Mais Figaro met en évidence sa vertu, il n’a pas choisi de rester parmi les « bandits » : « je m’en dégoûte et veux courir une carrière honnête ». Cela lui offre l’occasion de lancer une première critique : ce n’est pas par son talent, son savoir, quelqu’ important qu’il soit, qu’un homme peut réussir, mais par les appuis qu’il peut avoir : « et tout le crédit d’un grand seigneur peut à peine me mettre à la main une lancette vétérinaire ! » Comment ne pas penser ici, toutes proportions gardées, à Beaumarchais lui-même aidé dans son ascension sociale par le financier Pâris-Duverney ?
La dénonciation de la censure
La seconde étape, rupture marquée par le tiret, est une allusion encore plus directe à l’écrivain, d’abord comme auteur dramatique : « je me jette à corps perdu dans le théâtre ». Le ton change alors, mêlant l’humour à la polémique contre la censure.
L'auteur dramatique
La cause de ce nouveau choix est plaisante, en effet, par l’opposition établie entre le métier de « vétérinaire » et celui de dramaturge : « Las d’attrister des bêtes malades », il choisit de composer une « comédie », pour faire rire d’autres « bêtes malades », les spectateurs… Cette comédie répond à la mode exotique au XVIII° siècle, en rappelant les Lettres Persanes (1721) de Montesquieu : elle est « dans les mœurs du sérail », évoque donc forcément la polygamie. Cependant, souvenons-nous que la France est alors alliée de la l’empire ottoman, la Turquie, désignée par la formule officielle, « la Sublime Porte », il touche alors à la diplomatie menée par la monarchie.

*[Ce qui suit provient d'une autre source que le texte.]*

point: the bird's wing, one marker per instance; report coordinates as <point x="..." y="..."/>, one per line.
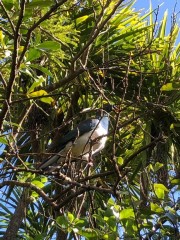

La polémique prend alors le pas sur l’humour dans la dénonciation de la censure. Bien sûr, Beaumarchais prend soin, prudemment, de marquer la distance avec la réalité française, en insistant sur le contexte, « auteur espagnol », et sur une autre religion, l’islam : « je crois pouvoir y fronder Mahomet sans scrupule », « plaire aux princes mahométans, dont pas un, je crois, ne sait lire, et qui nous meurtrissent l’omoplate, en nous disant : Chiens de chrétiens ! » Mais il s’agit bien des pratiques de la censure au XVIII° siècle comme le prouve la conclusion, « et voilà ma comédie flambée », allusion aux condamnations alors fréquentes à brûler les œuvres censurées.
Autodafé, peut-être de De l'Esprit, essai d'Helvétius paru en 1758
L’énumération, « un envoyé… de je ne sais où se plaint que j’offense dans mes vers la Sublime Porte, la Perse, une partie de la presqu’île de l’Inde, toute l’Égypte, les royaumes de Barca, de Tripoli, de Tunis, d’Alger et de Maroc », ridiculise la censure en amplifiant à l’excès les raisons invoquées. Elle est rendue absurde par la précision « pas un, je crois, ne sait lire », et le fait que ceux qui sont ainsi écoutés sont, en fait, des ennemis du christianisme.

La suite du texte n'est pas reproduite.